Citing the additional evidence, the fact that P was identifying someone he knew as a

former customer, and the additional fact that the robber might have briefly removed the

sunglasses for a time, President McMurdo 176

concluded that even with the enhanced

photographs, there was “. . . . neither a significant possibility nor a likelihood that a

reasonable jury would have acquitted [M] had the enhanced images been before it at trial”.

The remaining appeal judges concurred.

These two cases are mentioned because they are likely to be cited by the Crown in

any further appeal by Lyn. However, they may be distinguished from Lyn‟s case.

In Spina, Dr. S‟s opinion evidence was based on the same photograph which the jury

had seen, and had been able to form their own opinion on. Likewise, in Main, the Court was

concerned with an enhancement of a photograph which defence counsel had already

suggested to the jury showed M wearing sunglasses. Even if the jury had agreed with that

(which is all that the enhancements confirmed), they had enough other evidence on which to

convict, and they had considered that possibility in reaching their verdict.

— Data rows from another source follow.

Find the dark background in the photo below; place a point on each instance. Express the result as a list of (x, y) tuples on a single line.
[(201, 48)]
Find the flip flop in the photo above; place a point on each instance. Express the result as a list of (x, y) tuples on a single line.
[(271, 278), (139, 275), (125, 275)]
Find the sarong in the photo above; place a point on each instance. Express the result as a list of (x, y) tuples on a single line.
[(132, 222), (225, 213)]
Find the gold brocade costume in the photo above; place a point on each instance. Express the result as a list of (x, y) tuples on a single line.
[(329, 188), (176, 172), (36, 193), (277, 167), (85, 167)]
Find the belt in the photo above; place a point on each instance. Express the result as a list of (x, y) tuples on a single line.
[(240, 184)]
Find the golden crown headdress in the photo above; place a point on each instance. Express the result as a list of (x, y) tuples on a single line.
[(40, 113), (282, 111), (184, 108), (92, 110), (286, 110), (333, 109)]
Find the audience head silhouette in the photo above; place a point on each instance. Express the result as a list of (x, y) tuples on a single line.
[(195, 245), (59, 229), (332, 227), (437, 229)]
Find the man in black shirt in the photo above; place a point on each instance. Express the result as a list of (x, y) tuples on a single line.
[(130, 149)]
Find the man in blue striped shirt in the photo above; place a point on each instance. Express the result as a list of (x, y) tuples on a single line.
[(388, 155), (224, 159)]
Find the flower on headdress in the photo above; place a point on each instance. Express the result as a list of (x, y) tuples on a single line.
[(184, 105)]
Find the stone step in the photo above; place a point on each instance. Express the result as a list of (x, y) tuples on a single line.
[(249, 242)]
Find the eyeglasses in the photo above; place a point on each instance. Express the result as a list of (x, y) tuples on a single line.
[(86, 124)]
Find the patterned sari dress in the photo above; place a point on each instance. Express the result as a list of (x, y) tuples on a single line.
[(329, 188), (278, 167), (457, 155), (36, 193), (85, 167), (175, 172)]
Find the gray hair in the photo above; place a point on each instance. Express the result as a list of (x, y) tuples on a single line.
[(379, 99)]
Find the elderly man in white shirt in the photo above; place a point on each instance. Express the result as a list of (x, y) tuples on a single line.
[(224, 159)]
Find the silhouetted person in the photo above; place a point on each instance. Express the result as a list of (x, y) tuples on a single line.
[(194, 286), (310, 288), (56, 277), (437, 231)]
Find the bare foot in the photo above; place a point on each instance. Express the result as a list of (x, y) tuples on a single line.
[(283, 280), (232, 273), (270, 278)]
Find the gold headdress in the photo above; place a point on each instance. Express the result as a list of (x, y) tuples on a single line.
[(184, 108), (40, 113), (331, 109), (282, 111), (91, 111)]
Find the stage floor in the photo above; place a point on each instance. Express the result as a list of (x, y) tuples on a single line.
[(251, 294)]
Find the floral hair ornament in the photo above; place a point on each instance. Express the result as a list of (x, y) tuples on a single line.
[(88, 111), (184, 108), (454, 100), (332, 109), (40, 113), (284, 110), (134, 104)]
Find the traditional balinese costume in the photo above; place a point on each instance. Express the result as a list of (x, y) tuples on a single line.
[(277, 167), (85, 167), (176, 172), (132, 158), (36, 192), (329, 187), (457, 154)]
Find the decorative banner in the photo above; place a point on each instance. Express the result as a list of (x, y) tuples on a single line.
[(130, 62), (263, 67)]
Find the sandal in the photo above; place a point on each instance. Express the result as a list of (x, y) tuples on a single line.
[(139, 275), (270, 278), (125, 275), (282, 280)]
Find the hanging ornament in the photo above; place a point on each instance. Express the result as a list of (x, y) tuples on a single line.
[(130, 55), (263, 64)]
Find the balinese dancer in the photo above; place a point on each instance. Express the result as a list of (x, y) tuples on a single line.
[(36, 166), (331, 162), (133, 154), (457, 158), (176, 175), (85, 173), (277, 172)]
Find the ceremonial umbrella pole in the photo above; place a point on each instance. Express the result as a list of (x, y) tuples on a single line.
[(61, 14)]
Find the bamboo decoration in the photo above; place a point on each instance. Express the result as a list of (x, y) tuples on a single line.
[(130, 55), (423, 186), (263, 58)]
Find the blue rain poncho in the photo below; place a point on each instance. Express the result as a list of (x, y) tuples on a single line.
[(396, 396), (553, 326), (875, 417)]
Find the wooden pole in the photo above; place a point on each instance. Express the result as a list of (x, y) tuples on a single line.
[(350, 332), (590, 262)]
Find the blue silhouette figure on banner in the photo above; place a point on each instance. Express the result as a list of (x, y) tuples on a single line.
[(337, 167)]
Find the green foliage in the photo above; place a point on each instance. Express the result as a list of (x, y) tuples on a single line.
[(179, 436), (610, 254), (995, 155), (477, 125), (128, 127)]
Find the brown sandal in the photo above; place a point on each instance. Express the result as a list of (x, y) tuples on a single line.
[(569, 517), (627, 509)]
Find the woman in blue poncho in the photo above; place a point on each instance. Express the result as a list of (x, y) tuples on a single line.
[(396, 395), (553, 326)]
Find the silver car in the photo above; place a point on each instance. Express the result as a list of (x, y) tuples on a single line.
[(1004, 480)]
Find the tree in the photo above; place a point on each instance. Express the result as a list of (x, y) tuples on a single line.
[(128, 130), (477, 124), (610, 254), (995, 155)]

Lyn is not seeking to have a further enhancement of an existing photograph placed

before the Court, but a scientific analysis of what is depicted on the CCTV footage. If that

analysis shows that the person driving the 4WD was Gary, then the eyewitness evidence of

JOHNSON and HANNAH is proved to be wrong, and the jury would have had nothing on

which to base a conclusion that Lyn was the driver other than some vague and

uncorroborated allegations of statements she may or may not have made which may or may

not have implied that she had been the driver.

Put another way, if scientific analysis suggests that Gary was the driver, then Lyn

cannot have been. Physical evidence of who was behind the wheel overrides any suspect

eyewitness identification. Even if it may be argued that this is not “fresh” evidence, in that

the defence might have commissioned the scientific testing ahead of the trial, the authority of

Mallard is such that the Court must consider it if the alternative is a miscarriage of justice.

David Field

6 July, 2012

174Note 156. 175Note 157. 176At [21].